London's Strangest Clock

M@
By M@ Last edited 18 months ago
London's Strangest Clock

Where in central London can you find a clock that features rotating discs, a rampant goat and a former prime minister masquerading as a sun god?

Here:

Bracken House is a sturdy post-war office block on Cannon Street, just opposite St Paul's. This gigantic astronomical clock guards the entrance. Its rotating dials show the minutes, hours, days, months and zodiacal signs.

And, right there in the middle, is the face of Winston Churchill.

It really is Winnie. The building is named after Brendan Bracken, a key ally of Churchill during the second world war.
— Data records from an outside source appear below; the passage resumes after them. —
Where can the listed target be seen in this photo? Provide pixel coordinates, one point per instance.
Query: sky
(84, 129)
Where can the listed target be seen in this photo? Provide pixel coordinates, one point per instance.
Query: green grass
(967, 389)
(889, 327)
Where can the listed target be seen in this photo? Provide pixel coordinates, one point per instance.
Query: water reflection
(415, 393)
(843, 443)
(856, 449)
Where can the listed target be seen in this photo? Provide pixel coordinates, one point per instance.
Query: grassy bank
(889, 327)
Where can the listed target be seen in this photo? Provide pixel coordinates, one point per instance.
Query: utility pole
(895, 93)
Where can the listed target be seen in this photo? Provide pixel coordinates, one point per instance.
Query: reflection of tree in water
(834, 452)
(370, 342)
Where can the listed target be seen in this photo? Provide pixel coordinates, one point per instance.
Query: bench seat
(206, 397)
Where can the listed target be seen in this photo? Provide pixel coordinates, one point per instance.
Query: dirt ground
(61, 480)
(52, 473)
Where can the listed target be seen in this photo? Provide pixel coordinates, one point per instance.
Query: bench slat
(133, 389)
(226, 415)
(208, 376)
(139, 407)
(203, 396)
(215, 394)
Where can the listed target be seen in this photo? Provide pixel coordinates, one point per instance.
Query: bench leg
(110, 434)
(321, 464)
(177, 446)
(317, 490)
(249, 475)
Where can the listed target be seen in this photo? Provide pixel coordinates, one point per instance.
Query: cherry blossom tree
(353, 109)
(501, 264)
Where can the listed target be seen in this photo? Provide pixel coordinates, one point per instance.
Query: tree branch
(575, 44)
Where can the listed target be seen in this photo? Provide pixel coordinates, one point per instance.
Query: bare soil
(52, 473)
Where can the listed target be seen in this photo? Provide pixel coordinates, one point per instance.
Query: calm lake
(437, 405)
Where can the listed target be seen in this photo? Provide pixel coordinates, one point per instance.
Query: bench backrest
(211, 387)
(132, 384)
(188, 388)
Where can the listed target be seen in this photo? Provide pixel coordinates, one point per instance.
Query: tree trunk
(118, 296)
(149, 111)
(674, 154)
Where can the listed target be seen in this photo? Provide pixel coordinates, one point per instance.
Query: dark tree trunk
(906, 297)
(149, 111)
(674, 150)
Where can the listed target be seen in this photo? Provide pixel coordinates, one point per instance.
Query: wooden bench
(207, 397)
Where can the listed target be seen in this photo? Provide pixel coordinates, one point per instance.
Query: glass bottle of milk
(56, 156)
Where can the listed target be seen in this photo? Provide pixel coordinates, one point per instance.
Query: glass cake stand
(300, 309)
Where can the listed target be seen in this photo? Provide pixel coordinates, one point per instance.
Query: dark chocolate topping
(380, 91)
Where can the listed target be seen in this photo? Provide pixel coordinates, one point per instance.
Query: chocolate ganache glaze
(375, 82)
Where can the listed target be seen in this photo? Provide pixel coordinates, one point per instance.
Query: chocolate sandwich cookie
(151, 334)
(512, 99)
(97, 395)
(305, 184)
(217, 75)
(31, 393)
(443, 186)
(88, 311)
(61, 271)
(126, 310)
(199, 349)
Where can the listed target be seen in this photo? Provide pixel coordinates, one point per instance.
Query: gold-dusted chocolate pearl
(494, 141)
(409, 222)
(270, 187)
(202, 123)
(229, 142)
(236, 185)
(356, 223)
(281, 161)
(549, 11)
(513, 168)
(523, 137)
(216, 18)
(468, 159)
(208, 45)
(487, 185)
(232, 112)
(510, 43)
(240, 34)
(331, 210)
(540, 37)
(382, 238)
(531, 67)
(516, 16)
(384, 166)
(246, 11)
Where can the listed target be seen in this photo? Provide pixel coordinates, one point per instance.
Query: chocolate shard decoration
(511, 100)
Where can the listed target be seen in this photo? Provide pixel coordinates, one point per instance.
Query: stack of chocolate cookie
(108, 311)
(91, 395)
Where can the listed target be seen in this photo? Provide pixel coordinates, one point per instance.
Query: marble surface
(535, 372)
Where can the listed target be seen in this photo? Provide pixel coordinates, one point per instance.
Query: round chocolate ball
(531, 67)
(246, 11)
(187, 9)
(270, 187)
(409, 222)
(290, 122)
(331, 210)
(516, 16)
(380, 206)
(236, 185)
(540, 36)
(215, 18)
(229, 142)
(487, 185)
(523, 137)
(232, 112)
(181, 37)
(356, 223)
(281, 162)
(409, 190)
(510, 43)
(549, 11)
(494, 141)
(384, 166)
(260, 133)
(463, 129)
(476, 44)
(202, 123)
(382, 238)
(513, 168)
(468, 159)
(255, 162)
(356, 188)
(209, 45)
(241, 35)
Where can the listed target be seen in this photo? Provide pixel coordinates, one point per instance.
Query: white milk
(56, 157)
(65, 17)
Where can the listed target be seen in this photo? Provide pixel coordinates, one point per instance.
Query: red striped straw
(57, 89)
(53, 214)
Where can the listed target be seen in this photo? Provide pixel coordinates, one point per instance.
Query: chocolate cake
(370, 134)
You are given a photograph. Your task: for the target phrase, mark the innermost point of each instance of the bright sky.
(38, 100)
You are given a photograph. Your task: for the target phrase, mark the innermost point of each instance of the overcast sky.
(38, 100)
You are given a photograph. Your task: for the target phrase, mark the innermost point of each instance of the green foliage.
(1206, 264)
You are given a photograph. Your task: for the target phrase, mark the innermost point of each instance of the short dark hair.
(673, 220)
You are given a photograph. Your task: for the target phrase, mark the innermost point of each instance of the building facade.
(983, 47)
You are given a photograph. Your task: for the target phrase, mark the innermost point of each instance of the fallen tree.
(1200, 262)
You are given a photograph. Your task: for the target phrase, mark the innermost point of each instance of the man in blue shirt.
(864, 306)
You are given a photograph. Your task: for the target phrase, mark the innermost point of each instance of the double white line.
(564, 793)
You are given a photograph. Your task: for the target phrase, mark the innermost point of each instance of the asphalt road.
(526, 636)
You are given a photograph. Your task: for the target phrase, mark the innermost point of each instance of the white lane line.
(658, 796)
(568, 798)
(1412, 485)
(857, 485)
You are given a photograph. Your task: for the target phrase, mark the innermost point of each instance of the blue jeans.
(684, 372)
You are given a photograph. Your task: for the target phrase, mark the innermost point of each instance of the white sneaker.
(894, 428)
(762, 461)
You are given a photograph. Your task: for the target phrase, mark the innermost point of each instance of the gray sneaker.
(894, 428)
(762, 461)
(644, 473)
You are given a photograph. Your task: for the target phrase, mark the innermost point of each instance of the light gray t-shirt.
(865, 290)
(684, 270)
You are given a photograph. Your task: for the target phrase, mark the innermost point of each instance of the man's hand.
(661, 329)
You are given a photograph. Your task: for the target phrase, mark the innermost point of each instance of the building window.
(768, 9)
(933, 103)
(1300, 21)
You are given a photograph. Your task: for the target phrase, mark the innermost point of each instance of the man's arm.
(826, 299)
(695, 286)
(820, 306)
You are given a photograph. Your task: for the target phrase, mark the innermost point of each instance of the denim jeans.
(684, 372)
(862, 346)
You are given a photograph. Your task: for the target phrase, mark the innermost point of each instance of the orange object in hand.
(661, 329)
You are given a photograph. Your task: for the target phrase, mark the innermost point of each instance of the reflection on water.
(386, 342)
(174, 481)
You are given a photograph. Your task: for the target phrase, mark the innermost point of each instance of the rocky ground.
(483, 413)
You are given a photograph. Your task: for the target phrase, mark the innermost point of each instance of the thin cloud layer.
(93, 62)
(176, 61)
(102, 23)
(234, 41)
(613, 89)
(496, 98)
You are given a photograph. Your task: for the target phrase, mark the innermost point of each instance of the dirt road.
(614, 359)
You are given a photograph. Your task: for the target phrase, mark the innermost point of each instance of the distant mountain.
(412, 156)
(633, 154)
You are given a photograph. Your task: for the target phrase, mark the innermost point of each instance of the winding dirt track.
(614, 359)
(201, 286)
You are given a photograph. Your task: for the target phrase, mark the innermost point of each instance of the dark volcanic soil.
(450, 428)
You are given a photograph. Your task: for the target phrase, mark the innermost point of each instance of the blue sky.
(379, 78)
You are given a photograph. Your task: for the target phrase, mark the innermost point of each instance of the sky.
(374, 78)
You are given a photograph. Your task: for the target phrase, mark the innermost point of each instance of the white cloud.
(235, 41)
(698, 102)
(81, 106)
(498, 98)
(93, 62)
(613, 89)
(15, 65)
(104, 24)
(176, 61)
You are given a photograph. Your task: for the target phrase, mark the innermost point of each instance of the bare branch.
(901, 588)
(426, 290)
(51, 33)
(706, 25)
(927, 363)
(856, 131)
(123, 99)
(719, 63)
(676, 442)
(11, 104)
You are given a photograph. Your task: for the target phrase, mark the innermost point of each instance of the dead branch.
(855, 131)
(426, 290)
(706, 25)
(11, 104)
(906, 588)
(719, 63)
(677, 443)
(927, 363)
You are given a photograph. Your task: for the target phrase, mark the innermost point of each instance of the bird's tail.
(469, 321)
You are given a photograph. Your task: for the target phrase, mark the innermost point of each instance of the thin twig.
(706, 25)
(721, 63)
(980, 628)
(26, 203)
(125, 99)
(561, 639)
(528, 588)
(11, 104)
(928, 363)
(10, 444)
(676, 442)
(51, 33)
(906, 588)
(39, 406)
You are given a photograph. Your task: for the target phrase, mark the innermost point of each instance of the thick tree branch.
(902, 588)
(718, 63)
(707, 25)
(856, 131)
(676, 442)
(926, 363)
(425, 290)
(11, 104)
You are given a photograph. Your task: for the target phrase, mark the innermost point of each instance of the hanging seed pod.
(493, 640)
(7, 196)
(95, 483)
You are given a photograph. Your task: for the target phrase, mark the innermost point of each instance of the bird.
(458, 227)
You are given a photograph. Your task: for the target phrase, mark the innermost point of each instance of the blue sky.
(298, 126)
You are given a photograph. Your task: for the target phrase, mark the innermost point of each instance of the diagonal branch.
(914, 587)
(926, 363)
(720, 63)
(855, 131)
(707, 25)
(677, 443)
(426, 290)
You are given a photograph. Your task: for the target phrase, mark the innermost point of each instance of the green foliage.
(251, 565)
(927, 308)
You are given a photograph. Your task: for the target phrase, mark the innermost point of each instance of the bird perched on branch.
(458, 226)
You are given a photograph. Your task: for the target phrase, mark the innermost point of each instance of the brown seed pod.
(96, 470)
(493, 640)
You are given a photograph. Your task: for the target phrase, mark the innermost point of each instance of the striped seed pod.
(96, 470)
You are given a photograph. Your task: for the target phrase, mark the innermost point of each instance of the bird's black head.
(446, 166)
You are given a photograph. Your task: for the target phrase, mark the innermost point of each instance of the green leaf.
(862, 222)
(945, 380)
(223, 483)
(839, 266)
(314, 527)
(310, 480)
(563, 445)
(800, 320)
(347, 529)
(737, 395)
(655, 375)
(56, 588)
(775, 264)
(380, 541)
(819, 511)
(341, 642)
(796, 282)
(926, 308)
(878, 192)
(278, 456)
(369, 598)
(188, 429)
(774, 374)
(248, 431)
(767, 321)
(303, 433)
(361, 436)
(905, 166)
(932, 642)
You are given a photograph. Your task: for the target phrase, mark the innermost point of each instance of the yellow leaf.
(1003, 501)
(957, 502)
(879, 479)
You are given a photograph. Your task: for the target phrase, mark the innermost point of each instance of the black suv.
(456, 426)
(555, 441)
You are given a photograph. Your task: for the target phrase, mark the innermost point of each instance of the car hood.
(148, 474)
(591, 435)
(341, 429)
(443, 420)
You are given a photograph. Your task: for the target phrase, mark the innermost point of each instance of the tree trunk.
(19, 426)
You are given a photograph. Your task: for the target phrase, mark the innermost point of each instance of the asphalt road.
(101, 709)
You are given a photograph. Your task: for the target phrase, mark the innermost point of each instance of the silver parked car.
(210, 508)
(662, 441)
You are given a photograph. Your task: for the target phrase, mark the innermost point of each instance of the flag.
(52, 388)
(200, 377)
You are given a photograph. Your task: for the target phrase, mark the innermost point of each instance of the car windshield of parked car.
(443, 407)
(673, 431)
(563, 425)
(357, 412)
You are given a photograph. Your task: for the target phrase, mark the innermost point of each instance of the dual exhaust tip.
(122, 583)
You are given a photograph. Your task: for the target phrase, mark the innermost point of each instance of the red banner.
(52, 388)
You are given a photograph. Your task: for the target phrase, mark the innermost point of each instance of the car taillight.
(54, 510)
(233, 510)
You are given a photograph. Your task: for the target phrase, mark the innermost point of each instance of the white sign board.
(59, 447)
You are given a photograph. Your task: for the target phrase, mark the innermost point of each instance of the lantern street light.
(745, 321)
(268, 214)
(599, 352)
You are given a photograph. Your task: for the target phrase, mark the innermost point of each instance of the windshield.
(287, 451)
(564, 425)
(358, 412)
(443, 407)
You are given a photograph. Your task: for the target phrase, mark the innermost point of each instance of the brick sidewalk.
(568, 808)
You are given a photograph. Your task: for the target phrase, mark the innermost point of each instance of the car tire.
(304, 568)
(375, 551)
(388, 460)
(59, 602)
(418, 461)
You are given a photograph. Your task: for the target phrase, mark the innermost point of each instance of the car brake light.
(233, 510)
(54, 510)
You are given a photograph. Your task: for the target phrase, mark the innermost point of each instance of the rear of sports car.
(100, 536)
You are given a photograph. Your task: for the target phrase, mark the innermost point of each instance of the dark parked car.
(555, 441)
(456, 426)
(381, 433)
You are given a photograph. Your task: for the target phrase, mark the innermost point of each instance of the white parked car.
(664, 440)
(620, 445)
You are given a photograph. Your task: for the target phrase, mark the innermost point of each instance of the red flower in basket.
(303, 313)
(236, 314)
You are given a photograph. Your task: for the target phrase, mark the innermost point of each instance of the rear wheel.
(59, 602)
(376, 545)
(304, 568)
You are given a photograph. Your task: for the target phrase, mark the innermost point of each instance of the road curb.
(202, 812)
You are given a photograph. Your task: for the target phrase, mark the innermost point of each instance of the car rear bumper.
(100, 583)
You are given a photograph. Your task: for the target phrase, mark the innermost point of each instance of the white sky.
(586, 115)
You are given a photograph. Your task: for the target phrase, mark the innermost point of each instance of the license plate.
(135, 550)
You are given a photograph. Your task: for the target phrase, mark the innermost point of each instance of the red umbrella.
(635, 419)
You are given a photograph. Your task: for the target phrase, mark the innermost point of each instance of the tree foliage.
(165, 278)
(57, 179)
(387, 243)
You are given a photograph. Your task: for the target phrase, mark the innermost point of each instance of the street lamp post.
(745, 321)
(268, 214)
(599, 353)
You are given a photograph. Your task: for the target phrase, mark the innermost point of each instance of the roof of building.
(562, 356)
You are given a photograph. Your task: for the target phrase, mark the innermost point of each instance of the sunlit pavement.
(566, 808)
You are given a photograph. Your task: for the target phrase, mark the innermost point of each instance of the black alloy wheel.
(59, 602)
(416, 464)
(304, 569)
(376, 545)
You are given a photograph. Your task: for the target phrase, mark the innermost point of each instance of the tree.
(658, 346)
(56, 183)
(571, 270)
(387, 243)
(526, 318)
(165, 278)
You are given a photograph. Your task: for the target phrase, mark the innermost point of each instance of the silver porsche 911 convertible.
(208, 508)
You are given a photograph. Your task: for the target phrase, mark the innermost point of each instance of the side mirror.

The statesman's grimacing countenance was built into the clock in 1959, by designers Frank Dobson and Philip Bentham, in a nod to this relationship.

Was it the inspiration for the Teletubbies' Sun Baby?

Bracken and Churchill have other connections, played out in the pages of George Orwell's 1984. During the second world war, Bracken ran the Ministry of Information, inspiration for Orwell's Ministry of Truth. He also shares his initials with Big Brother. The novel's protagonist is called Winston. We'd love to know: does Bracken House contain a Room 101?

The building contains still more symbolism. Notice the colour of the stone:

Bracken House was designed as the headquarters of the Financial Times, which Bracken refounded in 1945. The coloured facade is as a deliberate nod to that newspaper's famously pink pages (it looks pinker in real life, honest).

Sadly, the FT decamped to Southwark in the 1980s. For over 30 years it inhabited this thing:

But then, in 2018, the newspaper returned to Bracken House. The Financial Times is be back in the Square Mile, back in the building that matches its colour, and back beneath the gaze of Apollo-Churchill and the strangest clock in London.